Systems thinking also tends to blur the distinction between cause and effect, and to evoke the idea of “circular causation.” Circular causation sounds like it muddies things, but it actually captures the reality that systems often operate as feedback loops. Fun events might cause people to feel more satisfied with their relationship, but people who feel more satisfied with their relationship might also be more likely to have fun together. This feedback between having fun together and feeling satisfied in your relationship could then generate an “upward spiral” that sets the relationship on a trajectory of increasing positivity. This overall trajectory could be substantially altered by one bad fight (something readers—and your author—have experienced in their relationships). The fight reduces relationship satisfaction, and then it becomes harder to find opportunities to have fun together. Pretty soon a relationship that was heading up can feel “merely OK” or actually start heading in the opposite direction.
Of course, dynamic systems have been explored for generations in physics, biology, and economics now, and so there are lots of other ideas for psychologists to consider.
- At what time scale do things change? Do we tend to update our relationship satisfaction every hour, every day, every week?
- How do we characterize the global pattern of change? There’s a whole language of topology, attractors, repellers, and more that are used to show where a system is likely to end up given any particular starting point. In terms of relationship satisfaction, we might think of this in terms of habits or ruts that we tend to fall into.

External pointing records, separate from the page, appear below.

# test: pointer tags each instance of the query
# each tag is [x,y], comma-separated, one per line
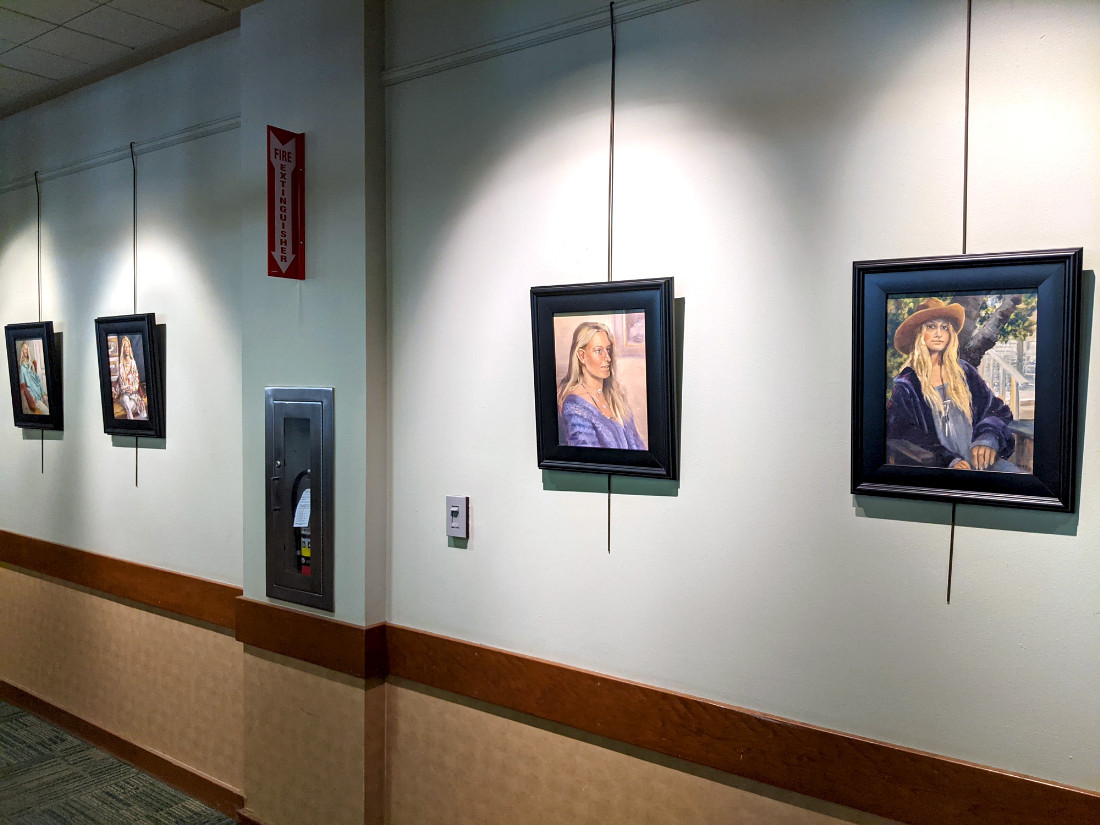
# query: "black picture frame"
[887,466]
[146,405]
[651,299]
[48,374]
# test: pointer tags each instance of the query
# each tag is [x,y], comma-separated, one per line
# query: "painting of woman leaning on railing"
[961,382]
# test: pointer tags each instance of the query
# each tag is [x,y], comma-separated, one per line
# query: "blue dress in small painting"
[582,425]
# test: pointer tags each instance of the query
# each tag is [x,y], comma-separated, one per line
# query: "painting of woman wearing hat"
[939,404]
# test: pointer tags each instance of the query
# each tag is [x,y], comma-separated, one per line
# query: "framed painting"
[131,375]
[965,378]
[34,370]
[605,377]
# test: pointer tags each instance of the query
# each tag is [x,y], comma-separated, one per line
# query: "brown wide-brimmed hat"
[928,309]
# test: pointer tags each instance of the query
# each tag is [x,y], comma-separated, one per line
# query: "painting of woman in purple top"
[592,405]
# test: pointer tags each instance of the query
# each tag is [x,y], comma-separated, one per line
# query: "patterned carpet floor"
[51,778]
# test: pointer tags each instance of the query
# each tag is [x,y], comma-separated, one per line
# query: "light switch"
[458,516]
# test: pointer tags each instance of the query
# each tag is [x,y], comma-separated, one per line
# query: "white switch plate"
[458,516]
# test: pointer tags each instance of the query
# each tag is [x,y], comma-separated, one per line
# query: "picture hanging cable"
[611,221]
[950,556]
[133,166]
[611,156]
[37,195]
[966,122]
[966,172]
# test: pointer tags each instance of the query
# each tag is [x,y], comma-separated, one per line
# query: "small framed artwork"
[965,378]
[605,377]
[131,375]
[34,370]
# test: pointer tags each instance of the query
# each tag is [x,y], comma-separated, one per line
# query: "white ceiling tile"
[14,85]
[120,26]
[54,11]
[43,64]
[179,14]
[80,46]
[19,28]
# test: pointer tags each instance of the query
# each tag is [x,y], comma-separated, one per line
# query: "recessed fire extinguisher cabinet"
[299,495]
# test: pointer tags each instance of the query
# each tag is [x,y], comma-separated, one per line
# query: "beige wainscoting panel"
[304,733]
[453,761]
[165,683]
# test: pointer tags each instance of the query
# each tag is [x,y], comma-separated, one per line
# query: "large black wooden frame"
[43,330]
[655,298]
[152,356]
[1056,276]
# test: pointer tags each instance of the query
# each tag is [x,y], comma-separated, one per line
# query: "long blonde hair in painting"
[952,372]
[574,376]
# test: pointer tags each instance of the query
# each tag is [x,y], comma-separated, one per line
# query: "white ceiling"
[48,47]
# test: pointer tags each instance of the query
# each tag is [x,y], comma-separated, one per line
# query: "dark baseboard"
[219,796]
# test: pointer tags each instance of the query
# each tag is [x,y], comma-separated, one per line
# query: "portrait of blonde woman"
[128,388]
[593,407]
[32,387]
[939,403]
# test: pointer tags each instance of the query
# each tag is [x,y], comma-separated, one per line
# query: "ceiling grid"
[48,47]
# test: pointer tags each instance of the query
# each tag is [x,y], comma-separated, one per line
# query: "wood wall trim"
[209,792]
[358,651]
[903,784]
[186,595]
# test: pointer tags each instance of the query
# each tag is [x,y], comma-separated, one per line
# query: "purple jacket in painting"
[910,417]
[582,425]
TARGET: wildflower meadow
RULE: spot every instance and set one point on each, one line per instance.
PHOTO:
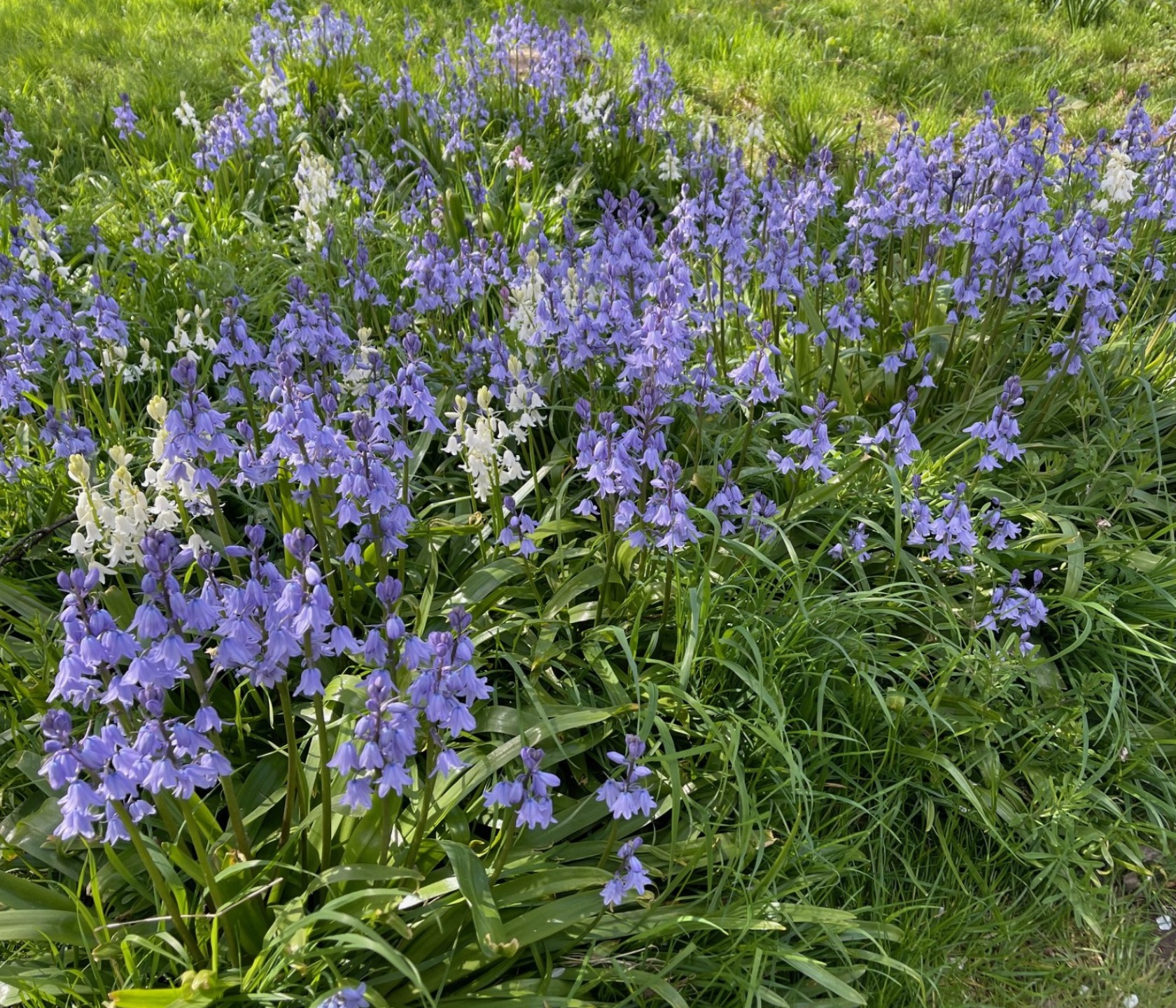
(479, 529)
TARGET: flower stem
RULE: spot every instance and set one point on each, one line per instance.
(292, 761)
(162, 887)
(323, 783)
(422, 816)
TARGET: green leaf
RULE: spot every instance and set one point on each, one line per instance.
(475, 890)
(818, 972)
(22, 894)
(40, 926)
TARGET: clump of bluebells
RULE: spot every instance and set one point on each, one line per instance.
(614, 375)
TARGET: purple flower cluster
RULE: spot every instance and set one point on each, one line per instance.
(529, 793)
(1016, 605)
(629, 878)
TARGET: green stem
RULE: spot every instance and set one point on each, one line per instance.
(508, 835)
(422, 816)
(162, 887)
(320, 720)
(206, 866)
(292, 761)
(223, 528)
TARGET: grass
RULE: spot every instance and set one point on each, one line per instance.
(836, 695)
(813, 69)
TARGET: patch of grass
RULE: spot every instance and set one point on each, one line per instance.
(813, 69)
(834, 714)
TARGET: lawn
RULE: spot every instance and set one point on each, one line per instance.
(804, 517)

- Should we try to influence variables, or the underlying structure of the system? When we try to improve a relationship, we can now think about different approaches: increasing the number of fun events (influencing a variable), or changing how strongly we react to arguments (decreasing the coupling between arguments and relationship satisfaction).
This is to say nothing of the areas of dynamic systems referred to as complexity science, chaos theory, or emergence. There is a lot for psychologists to explore in these areas!
I’ve used the example of relationship satisfaction here to show how intuitive and important the questions raised by a dynamic systems perspective are. But this is just one example, and I think there are many more topics in psychology that we could better understand by adopting the conceptual tools of dynamic systems. As William James understood, lives are historical—what we have experienced before leaves a mark on who we are as people. Psychology research is ready to move beyond snapshots and into the study of these changes over time.
References
James, W. (1922). Essays in Radical Empiricism (Original 1904). New York: Longmans, Green and Co.